Growing up as a gay Mormon kid, I suffered from the illusion that it was my responsibility to make everyone else happy. And while pleasing others is often a good thing, when it comes at the expense of our own spiritual well-being, it becomes unhealthy and unrealistic. As an adult–and someone who has a deep relationship with my Savior and am finally comfortable in my own skin–I understand that while I might have responsibilities, there are also several things I’m not responsible for.
I don’t have to understand everything and have all the answers. Some things are none of my business and others will simply never make sense to me.
I don’t have to be afraid of the future or wonder how I fit into any plan. My job is to live my life one day at a time, and remind myself that just because we as humans haven’t figured out how everything fits together doesn’t mean our Savior hasn’t known all along.
I never have to give up on my hopes and dreams, despite what my fear might tell me or what other people might say. My Savior is not limited by our human lack of imagination or understanding.

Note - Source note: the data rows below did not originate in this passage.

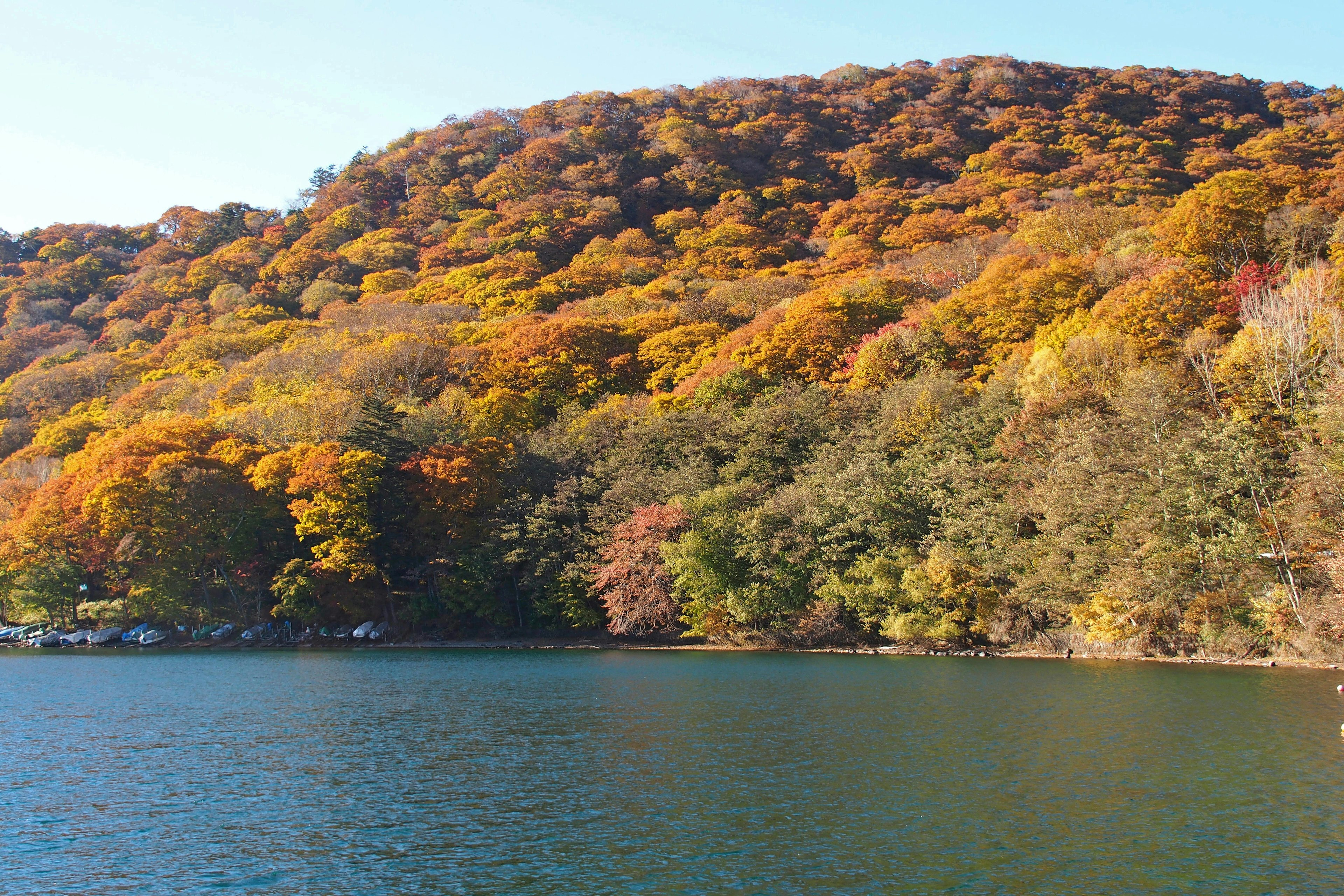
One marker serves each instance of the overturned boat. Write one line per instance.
(104, 636)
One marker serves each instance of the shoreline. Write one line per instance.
(587, 644)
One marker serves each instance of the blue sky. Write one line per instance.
(116, 111)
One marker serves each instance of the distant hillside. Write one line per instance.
(971, 352)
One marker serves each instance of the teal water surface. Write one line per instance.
(576, 771)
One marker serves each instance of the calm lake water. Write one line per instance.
(574, 771)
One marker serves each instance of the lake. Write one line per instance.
(582, 771)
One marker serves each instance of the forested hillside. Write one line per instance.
(969, 352)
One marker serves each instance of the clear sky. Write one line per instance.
(116, 111)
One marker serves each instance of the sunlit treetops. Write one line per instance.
(361, 387)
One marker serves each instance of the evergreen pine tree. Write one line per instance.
(378, 430)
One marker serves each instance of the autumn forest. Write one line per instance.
(963, 354)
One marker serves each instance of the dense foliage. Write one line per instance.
(980, 351)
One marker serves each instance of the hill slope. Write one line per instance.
(986, 350)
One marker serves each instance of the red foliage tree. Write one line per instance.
(634, 583)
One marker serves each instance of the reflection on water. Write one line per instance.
(408, 771)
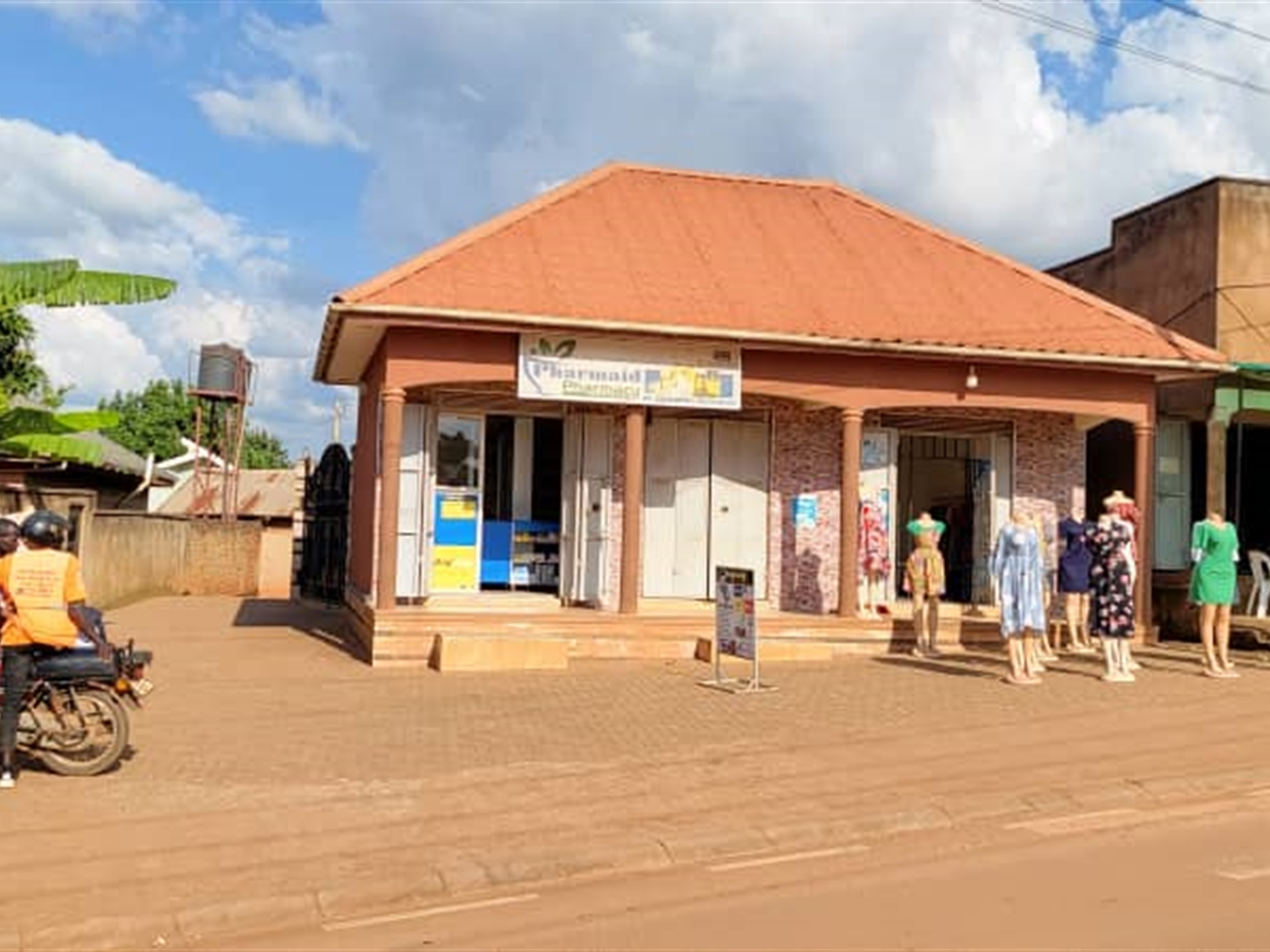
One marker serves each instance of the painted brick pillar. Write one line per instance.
(848, 510)
(1145, 495)
(632, 510)
(393, 400)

I don’t have to take on the responsibility of making everyone else happy or be responsible for other peoples’ choices. Other people’s unmet expectations aren’t my responsibility, and other people have a Savior, too–and it’s not me. When I practice this I can love others without insisting they be just like me or live life the way I’d like them to.
My goal is not to change other people to suit me; my goal is not to change myself to suit others; my goal is to change me into the kind of human my Savior wants me to be.
I am Mitch Mayne. I am an openly gay, active Latter-day Saint.
I was raised in Idaho, and baptized into the Mormon Church when I was eight. I left the church for many years, due in large part to my parent’s divorce. In my mid-20s, I returned to the church of my own accord, knowing full well that I was gay, and that someday I would have to find a way to reconcile my sexual orientation with my faith.
For many years, I was fractured: I believed I was a man with a foot in two worlds, and that I belonged in neither. But as I’ve grown in my testimony of my Savior and my confidence in who I am, I’ve come to understand myself as a man with a foot in two worlds–who very much belongs in both. From August 2011 through November of 2013, I served as the executive secretary of the bishopric of the Bay Ward within the San Francisco Stake.
I currently remain an active, happy and whole gay Mormon–just the way I am.